Russlands Luftwaffen greift verstärkt Ziele im Norden Syriens an. Im Osten des Landes soll Machthaber Assad gegen die Bevölkerung wieder Giftgas eingesetzt haben.

          Russlands Luftwaffe hat einen Tag nach dem Abschuss eines Kampfflugzeugs verstärkt Ziele im Norden Syriens angegriffen. Nach Angaben des syrischen Zivilschutzes kam es in der Nacht zum Montag in den Städten Kafr Nubl und Maasran sowie in Sarakeb, Maarat al Numan und Idlib zu Luftschlägen. Dabei seien mehrere Menschen ums Leben gekommen, Dutzende seien verletzt worden.

          In Maarat al Numan wurde Augenzeugen zufolge ein Krankenhaus getroffen, in Kafr Nubl ein Wohnhaus beschädigt. In Idlib, der Hauptstadt der gleichnamigen Provinz, wurde einem Augenzeugen zufolge ein fünfstöckiges Gebäude zerstört. Es wurde befürchtet, dass mindestens 15 Menschen ums Leben kamen.

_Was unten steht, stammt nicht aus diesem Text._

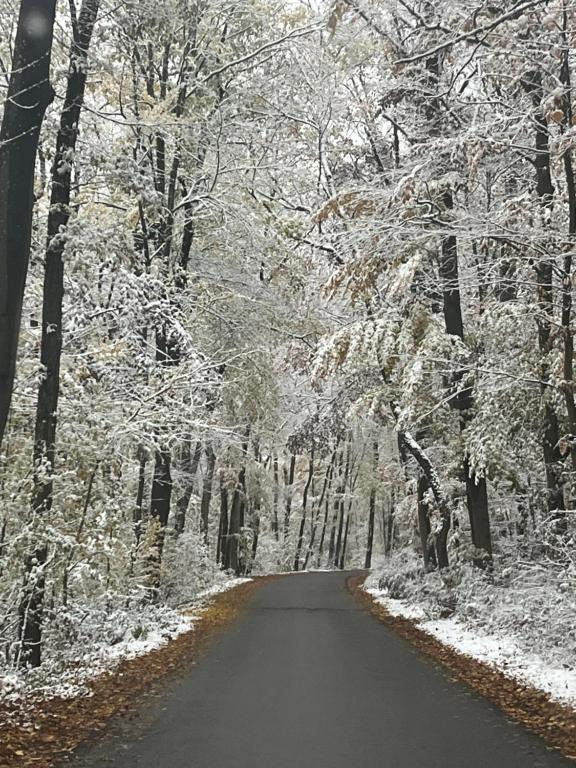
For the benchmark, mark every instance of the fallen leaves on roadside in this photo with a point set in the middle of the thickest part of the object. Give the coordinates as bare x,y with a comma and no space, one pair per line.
46,731
552,721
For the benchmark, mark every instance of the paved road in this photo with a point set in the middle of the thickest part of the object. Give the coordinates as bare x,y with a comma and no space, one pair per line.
307,679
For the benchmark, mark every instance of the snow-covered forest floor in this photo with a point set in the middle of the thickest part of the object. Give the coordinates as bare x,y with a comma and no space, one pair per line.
521,618
87,645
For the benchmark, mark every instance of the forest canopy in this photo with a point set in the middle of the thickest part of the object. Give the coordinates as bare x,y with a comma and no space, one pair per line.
282,286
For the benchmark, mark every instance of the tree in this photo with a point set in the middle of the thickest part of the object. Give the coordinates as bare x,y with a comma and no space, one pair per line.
29,94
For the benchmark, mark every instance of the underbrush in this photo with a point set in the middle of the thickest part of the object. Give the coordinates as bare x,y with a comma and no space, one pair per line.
531,602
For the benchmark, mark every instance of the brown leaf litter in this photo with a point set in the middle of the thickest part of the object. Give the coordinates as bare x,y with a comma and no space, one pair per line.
534,709
42,733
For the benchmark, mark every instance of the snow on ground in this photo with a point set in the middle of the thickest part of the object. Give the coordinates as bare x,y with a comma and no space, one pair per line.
120,635
499,649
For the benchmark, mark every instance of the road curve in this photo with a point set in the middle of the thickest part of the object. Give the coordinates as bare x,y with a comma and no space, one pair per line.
307,679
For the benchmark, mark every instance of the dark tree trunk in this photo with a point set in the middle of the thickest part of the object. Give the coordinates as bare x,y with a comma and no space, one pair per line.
303,518
159,512
532,83
29,94
561,522
338,546
476,491
234,555
372,507
428,554
188,465
255,534
345,543
289,483
412,446
207,491
51,344
223,526
324,492
137,515
276,491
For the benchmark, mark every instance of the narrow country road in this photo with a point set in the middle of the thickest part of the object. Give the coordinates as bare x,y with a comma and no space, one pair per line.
307,679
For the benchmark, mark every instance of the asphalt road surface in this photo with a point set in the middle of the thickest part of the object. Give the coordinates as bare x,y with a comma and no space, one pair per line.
307,679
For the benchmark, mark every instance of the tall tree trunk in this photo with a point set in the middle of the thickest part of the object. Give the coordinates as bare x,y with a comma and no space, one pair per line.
137,514
188,465
428,553
372,507
289,478
207,491
276,491
345,542
160,498
566,319
338,546
223,526
234,555
476,491
303,518
51,344
323,494
532,83
29,94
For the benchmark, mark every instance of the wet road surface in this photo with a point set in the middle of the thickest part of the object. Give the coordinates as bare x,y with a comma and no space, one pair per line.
307,679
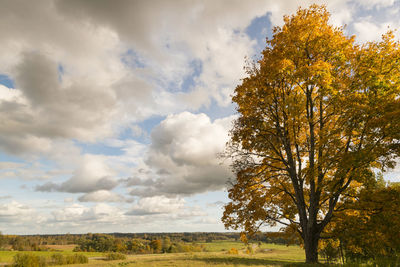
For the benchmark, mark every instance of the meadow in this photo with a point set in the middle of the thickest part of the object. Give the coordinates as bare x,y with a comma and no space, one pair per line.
218,253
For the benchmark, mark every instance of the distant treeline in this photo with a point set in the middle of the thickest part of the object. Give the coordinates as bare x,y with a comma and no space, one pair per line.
128,242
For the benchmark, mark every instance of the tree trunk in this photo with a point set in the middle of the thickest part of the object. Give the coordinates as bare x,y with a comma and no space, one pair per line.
311,247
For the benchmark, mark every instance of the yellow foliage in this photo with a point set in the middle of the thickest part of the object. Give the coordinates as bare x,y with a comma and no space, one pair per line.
317,114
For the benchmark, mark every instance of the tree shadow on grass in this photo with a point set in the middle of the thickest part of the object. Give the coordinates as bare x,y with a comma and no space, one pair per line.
244,261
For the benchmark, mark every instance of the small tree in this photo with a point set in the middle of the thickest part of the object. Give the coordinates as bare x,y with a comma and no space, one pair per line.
317,114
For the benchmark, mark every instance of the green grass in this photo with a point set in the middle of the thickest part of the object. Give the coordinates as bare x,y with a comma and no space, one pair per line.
216,255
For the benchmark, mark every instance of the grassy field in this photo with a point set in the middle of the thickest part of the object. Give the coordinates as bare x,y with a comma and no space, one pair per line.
216,255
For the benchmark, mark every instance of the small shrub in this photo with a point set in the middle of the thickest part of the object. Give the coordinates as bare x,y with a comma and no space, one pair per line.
58,259
28,260
233,251
115,256
76,258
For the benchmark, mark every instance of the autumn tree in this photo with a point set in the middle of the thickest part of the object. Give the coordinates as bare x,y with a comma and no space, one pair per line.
318,114
367,224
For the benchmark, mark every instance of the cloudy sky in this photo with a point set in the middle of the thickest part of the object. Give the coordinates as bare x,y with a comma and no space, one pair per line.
112,112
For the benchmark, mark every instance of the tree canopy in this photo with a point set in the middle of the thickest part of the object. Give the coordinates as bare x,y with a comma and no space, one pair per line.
318,114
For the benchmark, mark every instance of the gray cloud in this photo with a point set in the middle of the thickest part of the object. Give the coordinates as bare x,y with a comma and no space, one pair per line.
183,157
102,196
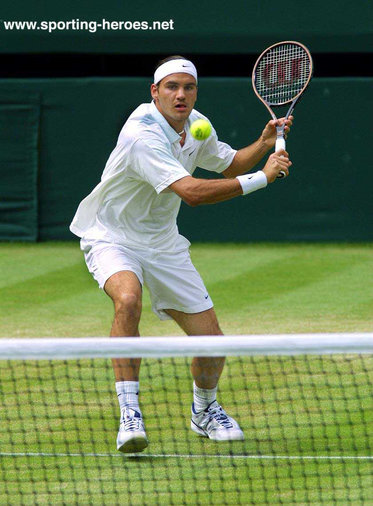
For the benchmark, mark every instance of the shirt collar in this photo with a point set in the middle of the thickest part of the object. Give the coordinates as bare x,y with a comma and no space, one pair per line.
171,135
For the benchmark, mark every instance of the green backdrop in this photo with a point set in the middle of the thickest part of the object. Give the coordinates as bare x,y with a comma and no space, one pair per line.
56,136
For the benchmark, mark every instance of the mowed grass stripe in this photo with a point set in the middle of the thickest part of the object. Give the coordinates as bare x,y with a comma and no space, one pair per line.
274,288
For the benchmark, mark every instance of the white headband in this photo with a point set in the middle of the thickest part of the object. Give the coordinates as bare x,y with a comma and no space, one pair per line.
174,67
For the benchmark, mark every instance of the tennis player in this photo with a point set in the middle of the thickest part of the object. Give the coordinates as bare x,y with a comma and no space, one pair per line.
130,238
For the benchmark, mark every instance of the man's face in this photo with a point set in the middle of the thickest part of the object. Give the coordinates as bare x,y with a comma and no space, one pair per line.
175,97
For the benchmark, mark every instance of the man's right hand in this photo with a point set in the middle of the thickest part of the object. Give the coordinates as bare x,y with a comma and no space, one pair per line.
276,163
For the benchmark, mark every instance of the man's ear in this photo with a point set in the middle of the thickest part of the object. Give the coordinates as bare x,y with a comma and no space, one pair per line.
154,91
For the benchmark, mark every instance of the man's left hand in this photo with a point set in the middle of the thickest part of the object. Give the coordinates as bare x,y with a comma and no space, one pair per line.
269,133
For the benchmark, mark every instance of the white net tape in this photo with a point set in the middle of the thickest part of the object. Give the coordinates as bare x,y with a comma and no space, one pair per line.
156,347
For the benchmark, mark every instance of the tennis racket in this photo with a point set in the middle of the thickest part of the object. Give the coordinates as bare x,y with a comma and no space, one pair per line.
281,75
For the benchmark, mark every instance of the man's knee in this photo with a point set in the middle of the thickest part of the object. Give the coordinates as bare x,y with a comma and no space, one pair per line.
127,305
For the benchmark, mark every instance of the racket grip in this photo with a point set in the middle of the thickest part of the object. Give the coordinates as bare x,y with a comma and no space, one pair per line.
280,144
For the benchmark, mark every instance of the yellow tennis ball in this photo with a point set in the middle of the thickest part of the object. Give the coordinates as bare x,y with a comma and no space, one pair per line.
200,129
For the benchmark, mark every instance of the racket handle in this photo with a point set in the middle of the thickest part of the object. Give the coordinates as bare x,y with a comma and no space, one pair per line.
280,144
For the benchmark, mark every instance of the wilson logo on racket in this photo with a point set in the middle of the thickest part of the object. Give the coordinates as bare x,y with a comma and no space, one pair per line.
281,75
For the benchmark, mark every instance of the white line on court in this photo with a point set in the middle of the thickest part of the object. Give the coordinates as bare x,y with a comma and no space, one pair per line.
185,456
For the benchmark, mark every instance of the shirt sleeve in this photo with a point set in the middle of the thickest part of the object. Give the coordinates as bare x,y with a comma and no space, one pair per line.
215,155
154,163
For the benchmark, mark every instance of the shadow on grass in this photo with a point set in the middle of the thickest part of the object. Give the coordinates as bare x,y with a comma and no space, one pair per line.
273,280
55,285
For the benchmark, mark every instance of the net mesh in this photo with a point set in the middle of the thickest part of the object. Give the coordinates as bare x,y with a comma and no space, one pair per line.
307,419
282,72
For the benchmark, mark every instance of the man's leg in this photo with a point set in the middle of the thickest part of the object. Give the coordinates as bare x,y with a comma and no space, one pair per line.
206,371
125,290
208,417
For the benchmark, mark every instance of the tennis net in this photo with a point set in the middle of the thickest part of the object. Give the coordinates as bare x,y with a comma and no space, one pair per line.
304,403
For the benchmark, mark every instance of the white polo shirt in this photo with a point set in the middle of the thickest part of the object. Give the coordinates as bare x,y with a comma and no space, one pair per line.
131,205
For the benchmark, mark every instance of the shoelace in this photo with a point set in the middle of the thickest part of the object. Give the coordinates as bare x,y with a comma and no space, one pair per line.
132,422
219,414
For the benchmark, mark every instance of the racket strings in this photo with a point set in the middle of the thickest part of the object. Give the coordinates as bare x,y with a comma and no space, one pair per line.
282,73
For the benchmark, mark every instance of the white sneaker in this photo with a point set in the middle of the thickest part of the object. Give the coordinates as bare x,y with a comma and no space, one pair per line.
213,422
131,436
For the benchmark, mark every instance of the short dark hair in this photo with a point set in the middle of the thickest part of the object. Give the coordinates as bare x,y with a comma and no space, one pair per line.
169,58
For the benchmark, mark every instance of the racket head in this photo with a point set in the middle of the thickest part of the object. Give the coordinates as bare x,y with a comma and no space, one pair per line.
282,73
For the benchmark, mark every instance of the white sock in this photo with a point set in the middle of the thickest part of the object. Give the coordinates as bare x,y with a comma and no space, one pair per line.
202,397
128,394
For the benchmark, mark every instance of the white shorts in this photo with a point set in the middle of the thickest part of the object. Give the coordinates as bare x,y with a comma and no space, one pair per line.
171,278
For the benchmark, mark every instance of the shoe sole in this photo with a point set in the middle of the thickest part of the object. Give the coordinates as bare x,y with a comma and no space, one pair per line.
134,445
195,428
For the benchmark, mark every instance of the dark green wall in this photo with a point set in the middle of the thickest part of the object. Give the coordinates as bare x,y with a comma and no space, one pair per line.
200,26
65,129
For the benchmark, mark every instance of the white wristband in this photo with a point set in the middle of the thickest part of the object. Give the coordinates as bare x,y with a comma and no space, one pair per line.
252,182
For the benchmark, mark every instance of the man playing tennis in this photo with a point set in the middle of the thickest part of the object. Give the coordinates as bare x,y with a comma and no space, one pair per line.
130,238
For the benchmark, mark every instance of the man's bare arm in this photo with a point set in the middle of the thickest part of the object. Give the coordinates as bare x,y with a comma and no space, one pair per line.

          Bereits am Samstag waren bei Luftangriffen mehrere Menschen getötet worden. Zuvor hatten Rebellen ein russisches Kampfflugzeug vom Typ Su-25 abgeschossen. Der Pilot wurde getötet. Die Luftangriffe sowie die Offensive der syrischen Armee hat Zehntausende Menschen in die Flucht getrieben. Die Vereinten Nationen und Hilfsorganisationen warnen vor einer humanitären Katastrophe, sollten die Kämpfe auch die am stärksten besiedelten Gebiete in der von Rebellen gehaltenen Region Idlib erreichen.

          Bericht über Giftgas-Angriff

          Unterdessen soll im umkämpften Nordwesten Syriens bei einem Angriff giftiges Chlorgas eingesetzt worden sein. Dies berichtete die syrische Rettungsorganisation Weißhelme am Sonntag. In der von Rebellen besetzten Stadt Sarakeb sollen neun Menschen bei dem Angriff verletzt worden sein, darunter auch drei Helfer der Weißhelme.

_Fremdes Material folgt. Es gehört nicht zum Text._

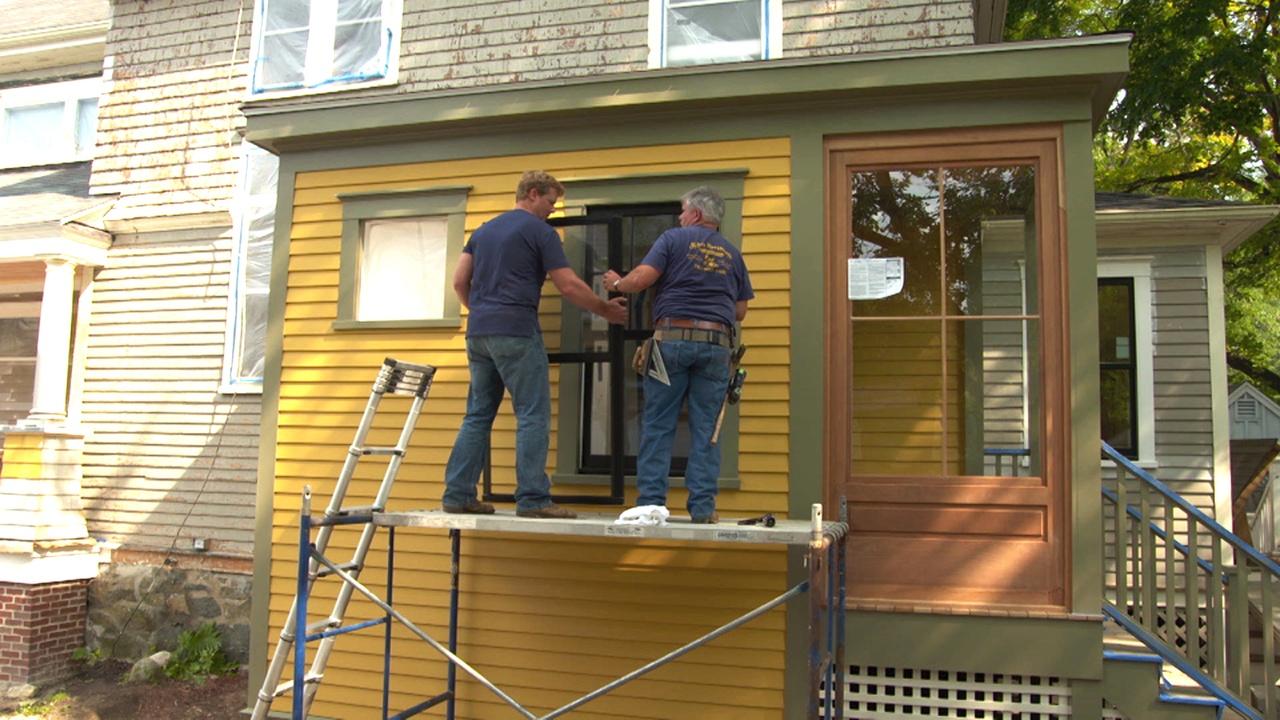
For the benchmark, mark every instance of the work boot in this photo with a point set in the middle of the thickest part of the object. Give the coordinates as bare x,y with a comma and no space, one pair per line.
471,507
551,513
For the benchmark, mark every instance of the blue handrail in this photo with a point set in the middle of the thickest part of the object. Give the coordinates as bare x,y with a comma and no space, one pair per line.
1168,655
1196,513
1160,533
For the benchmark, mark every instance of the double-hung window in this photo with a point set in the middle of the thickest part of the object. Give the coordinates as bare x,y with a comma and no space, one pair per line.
1125,349
251,272
42,124
693,32
311,44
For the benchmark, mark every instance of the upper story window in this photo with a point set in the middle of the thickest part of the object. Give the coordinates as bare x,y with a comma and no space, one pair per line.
694,32
42,124
311,44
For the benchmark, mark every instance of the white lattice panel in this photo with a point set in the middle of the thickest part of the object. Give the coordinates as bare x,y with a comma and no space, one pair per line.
892,693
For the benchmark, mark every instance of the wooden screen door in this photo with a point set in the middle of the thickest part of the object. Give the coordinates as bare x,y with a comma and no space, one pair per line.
946,345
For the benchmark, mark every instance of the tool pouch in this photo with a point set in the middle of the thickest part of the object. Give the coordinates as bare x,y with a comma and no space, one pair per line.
640,360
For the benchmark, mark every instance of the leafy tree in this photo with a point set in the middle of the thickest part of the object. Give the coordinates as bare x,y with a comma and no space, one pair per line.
1200,117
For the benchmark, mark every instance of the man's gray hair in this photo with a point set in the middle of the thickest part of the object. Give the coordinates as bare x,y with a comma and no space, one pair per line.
707,201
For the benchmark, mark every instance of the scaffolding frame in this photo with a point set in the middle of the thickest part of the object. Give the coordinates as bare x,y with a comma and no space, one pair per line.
824,586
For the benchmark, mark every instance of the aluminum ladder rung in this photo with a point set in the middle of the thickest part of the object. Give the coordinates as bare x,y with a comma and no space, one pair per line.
375,450
346,566
310,679
323,625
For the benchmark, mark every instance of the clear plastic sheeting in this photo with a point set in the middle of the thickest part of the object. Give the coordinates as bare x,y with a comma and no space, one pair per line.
309,44
255,226
402,269
713,31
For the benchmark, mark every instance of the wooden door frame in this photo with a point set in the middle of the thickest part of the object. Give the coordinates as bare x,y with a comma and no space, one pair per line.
1042,146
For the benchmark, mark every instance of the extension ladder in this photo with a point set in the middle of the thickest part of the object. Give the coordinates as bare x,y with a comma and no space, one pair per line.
394,378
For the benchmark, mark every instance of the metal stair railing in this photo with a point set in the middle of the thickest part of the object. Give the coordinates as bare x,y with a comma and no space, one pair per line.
1187,583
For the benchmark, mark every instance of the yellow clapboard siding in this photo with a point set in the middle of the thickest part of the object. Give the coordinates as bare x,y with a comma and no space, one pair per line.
547,615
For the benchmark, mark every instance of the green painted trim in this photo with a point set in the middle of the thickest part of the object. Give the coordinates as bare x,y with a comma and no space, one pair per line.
977,643
1088,62
808,395
359,208
344,326
639,188
1084,510
264,504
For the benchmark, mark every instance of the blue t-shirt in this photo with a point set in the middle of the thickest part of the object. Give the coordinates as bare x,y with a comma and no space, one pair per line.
511,255
703,276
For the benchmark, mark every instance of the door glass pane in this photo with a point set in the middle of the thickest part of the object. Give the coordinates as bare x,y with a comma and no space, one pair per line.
993,388
896,399
990,237
895,214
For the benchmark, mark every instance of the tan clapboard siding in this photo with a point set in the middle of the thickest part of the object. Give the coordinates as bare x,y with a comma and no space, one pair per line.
549,618
176,78
819,27
460,44
1184,429
164,449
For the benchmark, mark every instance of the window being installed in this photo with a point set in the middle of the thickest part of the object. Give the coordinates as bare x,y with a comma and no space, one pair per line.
304,44
251,270
50,123
402,269
691,32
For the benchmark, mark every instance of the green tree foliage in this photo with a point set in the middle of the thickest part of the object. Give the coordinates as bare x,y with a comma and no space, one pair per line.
1200,117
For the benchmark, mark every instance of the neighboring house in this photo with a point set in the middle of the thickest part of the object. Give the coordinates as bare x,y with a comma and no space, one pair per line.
1255,438
172,372
51,241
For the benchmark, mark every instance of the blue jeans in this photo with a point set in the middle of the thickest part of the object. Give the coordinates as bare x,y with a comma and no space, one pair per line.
501,363
698,372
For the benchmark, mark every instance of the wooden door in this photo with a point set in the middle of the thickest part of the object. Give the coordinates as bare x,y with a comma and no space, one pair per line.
947,432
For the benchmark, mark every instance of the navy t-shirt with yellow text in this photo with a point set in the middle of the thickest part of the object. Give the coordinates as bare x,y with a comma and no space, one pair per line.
511,256
703,276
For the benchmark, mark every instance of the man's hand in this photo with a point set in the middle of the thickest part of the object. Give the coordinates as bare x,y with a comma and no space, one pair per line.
616,311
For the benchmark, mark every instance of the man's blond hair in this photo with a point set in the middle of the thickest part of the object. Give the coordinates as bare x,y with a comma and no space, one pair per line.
539,181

          Mehrere Zivilisten in der syrischen Provinz Idlib haben nach Angaben von Aktivisten nach einem Luftangriff der syrischen Regierung unter Atemnot gelitten. Fünf Zivilisten seien am Sonntag ins Krankenhaus eingeliefert worden, nachdem Hubschrauber der Regierung von Machthaber Baschar Assad mehrere Viertel der Stadt  angegriffen hätten, teilte die oppositionsnahe Syrische Beobachtungstelle für Menschenrechte mit. Ein „ekelerregender Geruch“ habe sich nach dem Angriff ausgebreitet.

          Demnach berichteten Anwohner und Ärzte von einem „giftigen Gas“. Nähere Angaben wurden nicht gemacht. Die Beobachtungsstelle bezieht ihre Angaben von einem Netzwerk aus Informanten in Syrien, ihre Angaben können von unabhängiger Seite kaum überprüft werden.

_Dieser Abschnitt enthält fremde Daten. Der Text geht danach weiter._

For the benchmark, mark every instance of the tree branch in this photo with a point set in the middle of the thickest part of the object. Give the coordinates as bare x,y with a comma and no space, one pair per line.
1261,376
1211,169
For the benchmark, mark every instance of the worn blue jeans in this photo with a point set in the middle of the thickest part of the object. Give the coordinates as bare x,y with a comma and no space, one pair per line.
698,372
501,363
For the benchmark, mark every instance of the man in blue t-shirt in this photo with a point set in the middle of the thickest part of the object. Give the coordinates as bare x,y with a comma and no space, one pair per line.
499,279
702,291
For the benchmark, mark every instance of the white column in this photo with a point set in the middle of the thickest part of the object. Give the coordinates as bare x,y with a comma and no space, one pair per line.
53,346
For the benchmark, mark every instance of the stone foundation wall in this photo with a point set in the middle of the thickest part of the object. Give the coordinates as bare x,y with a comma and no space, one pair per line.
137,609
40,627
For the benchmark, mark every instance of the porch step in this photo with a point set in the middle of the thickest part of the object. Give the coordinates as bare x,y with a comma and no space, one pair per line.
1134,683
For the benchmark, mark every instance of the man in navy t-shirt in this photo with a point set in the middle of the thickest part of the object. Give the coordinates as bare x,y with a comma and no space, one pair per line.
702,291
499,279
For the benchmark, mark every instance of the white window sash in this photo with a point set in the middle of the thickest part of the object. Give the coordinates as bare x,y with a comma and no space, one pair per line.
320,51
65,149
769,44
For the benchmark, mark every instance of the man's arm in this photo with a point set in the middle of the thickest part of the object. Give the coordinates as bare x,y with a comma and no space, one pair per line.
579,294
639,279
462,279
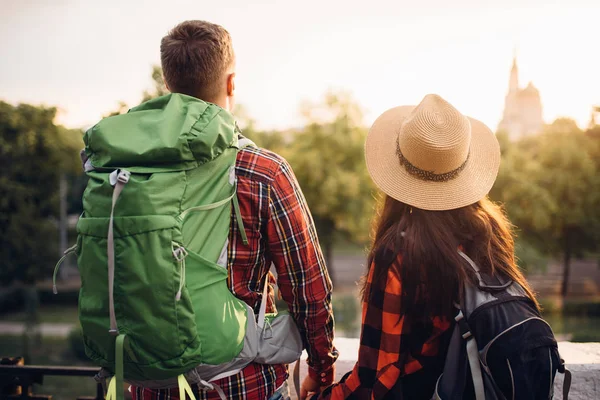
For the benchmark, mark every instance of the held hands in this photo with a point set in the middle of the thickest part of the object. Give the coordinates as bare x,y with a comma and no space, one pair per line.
311,387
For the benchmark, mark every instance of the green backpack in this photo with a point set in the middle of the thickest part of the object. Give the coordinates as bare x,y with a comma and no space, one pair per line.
152,243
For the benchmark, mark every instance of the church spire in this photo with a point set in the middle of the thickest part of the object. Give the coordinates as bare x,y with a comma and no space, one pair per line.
513,84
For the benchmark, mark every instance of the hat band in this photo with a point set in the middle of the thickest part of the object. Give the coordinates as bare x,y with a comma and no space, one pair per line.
429,175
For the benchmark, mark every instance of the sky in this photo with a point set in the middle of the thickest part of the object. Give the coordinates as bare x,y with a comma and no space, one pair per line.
85,56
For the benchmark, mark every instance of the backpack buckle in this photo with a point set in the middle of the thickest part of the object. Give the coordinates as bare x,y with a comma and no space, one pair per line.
465,331
119,175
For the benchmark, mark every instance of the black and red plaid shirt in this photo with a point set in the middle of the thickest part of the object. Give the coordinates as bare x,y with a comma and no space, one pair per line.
281,231
400,356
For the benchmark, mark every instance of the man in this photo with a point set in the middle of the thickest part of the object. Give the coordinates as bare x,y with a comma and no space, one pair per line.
198,60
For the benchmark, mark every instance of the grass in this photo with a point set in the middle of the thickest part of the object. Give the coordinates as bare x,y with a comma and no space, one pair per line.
51,351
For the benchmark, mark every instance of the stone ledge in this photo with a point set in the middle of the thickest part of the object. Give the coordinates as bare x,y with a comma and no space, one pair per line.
583,360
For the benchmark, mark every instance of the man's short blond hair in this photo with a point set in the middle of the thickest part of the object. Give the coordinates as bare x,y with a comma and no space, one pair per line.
195,55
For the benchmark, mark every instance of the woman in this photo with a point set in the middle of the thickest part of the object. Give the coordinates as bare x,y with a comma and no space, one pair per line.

          Am Donnerstag hatte Amerikas Verteidigungsminister James Mattis das syrische Regime unter Präsident Baschar Assad beschuldigt, weiterhin Chemiewaffen zu produzieren und einzusetzen, wie amerikanische Medien berichteten. Am stärksten beunruhigt zeigte er sich aber über den mutmaßlichen Einsatz des geächteten Giftgases Sarin.

          Das syrische Außenministerium wies die Anschuldigungen in einer Stellungnahme an die staatliche Nachrichtenagentur Sana zurück. Man habe die gesamten Chemiewaffenbestände der Organisation für das Verbot chemischer Waffen (OPCW) übergeben, hieß es.

          Syrien war nach einem früheren Giftgasangriff 2013 unter starkem internationalem Druck der OPCW beigetreten und hatte der Vernichtung seiner Chemiewaffenbestände zugestimmt. Bis jetzt ist aber unklar, ob Syrien tatsächlich alle Bestände der OPCW übergeben hat.